The real showstopper is actually “Anneleen,” written for Lore’s sister. Light, intricate guitar lines, doubled by Stevens’s airy vocals, chirp like pretty birds in the sun. Stevens glides up into an almost angelic sustained falsetto, and when you think the emotional level can’t get any higher, the whole band seemingly floats off the ground, untethered by the melodies of Sivan’s guitar. This song does not convey love but worship—admiration for a soul that is pure joie de vivre. It belongs in a movie so earnestly romantic that it likely does not yet exist.
In addition to several more intriguing character studies, the album features three well-chosen covers, including what must be the grooviest version of the Beatles classic “Blackbird” ever recorded. Sivan’s acoustic guitar is locked into Hamish’s bass, and Russell—somehow both subtle and ubiquitous—elicits different textures from all over the drum kit. Also filling this vividly three-dimensional mix is a rare overdubbed second guitar, molded with interesting spatial effects that send Sivan’s notes whirring past your head.

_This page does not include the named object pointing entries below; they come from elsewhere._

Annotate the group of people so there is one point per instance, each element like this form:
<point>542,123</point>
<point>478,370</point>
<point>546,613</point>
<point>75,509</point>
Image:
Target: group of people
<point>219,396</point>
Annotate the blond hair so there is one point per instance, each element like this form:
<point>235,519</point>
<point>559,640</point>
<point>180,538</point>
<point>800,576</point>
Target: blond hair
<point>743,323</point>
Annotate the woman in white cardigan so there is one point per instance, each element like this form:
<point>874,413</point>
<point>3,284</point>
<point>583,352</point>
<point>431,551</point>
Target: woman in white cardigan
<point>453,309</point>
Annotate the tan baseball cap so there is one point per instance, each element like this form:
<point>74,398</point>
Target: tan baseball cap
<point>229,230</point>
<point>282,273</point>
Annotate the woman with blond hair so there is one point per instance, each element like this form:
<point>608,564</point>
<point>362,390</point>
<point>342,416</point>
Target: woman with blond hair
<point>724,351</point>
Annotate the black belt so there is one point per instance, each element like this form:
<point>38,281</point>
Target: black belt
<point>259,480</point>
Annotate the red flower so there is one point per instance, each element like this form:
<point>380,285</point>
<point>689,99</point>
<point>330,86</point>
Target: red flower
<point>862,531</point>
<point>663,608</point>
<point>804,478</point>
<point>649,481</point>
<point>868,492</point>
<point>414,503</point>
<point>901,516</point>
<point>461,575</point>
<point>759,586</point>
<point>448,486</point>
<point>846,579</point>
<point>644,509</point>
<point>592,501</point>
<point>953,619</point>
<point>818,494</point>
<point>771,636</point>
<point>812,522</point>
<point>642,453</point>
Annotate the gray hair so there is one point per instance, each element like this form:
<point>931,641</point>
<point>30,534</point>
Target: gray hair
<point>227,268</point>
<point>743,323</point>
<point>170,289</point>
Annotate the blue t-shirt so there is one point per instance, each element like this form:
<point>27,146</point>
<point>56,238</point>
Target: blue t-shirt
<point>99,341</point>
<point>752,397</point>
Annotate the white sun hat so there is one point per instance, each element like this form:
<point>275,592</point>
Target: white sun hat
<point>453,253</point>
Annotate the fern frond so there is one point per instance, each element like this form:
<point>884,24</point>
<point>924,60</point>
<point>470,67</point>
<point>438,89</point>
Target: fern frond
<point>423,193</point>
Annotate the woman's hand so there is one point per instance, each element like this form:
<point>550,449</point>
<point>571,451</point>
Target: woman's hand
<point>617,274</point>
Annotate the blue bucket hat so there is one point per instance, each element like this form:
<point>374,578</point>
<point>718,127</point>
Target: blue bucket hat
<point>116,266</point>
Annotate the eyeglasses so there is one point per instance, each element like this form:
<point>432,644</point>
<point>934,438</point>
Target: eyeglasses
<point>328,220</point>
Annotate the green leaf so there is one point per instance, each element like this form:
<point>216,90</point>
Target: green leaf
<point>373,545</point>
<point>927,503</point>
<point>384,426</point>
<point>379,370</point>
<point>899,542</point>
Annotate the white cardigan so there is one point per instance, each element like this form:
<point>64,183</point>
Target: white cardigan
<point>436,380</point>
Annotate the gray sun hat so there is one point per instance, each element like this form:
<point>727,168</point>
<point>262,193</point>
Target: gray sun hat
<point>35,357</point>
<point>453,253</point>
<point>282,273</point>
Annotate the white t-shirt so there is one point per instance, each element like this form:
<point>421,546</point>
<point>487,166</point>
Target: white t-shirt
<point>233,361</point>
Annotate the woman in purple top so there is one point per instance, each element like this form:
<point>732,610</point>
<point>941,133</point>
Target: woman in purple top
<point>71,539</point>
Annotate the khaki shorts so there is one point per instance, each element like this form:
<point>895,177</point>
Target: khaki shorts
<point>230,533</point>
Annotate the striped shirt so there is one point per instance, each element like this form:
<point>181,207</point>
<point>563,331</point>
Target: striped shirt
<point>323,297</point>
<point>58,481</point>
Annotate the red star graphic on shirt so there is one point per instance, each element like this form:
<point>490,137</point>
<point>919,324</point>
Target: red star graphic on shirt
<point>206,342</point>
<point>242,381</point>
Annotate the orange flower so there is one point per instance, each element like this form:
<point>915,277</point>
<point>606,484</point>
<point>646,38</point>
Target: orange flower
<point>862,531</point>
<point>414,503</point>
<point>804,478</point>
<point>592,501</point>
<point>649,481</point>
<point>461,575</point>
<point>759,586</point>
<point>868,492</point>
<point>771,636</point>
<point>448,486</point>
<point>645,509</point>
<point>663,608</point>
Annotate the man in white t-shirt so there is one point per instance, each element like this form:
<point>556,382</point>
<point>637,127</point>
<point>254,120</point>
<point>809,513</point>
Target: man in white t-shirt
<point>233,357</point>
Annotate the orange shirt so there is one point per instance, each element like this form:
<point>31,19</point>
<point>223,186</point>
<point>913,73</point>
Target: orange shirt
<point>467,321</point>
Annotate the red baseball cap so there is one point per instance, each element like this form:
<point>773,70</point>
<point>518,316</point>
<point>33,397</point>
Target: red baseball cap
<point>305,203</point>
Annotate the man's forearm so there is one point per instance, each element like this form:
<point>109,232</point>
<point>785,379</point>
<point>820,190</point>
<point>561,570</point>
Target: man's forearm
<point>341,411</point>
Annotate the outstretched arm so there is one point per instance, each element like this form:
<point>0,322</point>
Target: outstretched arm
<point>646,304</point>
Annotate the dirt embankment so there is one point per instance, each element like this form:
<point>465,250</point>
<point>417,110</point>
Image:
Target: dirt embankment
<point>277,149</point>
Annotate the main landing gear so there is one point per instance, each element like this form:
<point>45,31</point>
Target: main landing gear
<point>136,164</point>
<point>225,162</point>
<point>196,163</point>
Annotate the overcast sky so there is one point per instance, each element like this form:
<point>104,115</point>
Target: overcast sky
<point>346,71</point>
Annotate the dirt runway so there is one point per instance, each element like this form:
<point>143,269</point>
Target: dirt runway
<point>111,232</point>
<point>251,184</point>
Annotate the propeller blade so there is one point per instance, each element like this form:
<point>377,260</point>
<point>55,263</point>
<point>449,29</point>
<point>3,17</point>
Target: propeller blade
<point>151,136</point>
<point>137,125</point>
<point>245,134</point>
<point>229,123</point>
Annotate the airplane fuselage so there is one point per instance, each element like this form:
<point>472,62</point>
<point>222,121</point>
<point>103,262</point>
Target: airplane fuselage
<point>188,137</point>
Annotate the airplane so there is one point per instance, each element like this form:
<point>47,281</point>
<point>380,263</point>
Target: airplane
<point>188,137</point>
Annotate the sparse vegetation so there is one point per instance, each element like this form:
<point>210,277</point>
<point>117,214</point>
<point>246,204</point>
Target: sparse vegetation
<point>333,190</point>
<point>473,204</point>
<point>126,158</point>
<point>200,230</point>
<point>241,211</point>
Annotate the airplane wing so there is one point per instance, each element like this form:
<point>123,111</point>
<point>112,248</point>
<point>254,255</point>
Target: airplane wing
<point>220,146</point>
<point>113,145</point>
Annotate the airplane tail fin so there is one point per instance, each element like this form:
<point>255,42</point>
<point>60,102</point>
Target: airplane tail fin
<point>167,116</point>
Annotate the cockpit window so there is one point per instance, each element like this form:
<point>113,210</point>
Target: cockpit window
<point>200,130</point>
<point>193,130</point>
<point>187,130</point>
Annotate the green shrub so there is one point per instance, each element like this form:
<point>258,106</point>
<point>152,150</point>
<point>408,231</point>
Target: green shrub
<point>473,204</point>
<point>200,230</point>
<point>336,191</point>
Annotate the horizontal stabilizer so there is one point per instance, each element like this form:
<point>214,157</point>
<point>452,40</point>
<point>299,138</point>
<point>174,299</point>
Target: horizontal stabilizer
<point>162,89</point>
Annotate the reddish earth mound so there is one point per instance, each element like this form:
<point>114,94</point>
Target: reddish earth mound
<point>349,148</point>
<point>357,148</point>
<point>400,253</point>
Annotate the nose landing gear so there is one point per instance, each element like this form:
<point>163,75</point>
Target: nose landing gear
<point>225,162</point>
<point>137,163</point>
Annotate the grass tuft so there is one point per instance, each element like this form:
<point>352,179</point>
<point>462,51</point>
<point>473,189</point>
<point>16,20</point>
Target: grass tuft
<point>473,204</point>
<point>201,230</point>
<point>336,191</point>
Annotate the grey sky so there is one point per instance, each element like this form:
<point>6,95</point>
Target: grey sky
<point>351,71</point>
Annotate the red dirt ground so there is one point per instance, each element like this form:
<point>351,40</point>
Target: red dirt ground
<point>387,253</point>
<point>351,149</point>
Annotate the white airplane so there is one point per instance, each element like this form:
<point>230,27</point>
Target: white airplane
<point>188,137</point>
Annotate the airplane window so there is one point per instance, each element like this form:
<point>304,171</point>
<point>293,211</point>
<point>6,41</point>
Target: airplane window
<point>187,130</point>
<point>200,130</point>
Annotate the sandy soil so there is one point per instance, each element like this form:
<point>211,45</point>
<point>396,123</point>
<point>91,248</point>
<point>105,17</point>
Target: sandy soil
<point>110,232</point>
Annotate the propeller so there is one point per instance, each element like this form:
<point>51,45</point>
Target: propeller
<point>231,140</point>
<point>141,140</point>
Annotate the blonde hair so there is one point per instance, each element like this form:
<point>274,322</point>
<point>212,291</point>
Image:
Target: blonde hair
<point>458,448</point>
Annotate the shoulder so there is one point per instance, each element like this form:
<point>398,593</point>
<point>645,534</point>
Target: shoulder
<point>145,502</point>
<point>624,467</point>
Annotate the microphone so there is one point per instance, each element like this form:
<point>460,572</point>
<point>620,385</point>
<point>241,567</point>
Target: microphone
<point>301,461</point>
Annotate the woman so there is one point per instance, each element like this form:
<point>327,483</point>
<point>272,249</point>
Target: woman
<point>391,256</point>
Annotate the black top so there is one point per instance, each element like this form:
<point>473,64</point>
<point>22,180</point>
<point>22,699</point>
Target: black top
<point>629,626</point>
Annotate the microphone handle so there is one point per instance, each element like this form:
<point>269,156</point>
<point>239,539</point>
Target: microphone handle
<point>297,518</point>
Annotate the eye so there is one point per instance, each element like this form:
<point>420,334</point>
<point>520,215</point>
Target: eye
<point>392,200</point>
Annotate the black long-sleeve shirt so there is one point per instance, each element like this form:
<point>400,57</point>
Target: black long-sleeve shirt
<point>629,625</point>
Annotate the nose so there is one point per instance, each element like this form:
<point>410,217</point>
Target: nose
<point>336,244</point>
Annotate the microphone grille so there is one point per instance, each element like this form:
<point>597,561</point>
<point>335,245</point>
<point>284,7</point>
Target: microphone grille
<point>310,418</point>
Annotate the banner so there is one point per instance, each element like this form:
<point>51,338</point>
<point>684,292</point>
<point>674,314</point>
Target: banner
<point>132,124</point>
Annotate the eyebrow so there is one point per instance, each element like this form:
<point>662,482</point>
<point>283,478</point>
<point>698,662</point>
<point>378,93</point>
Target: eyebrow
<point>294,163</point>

On Sivan’s YouTube channel, one of his most popular videos counsels guitarists to get clear on what they really love and want to accomplish on their instruments before attempting to create a practice routine—a piece of advice that holds not only for other instrumentalists but for anyone seeking to truly succeed at anything. And that’s what Dream Louder, with its positive sense of life and focus on “family, love, and humanity,” is all about. “I really like the idea of articulating our dreams and wishes,” says Sivan, because “by articulating them and even making them louder, we can, hopefully, manifest them.”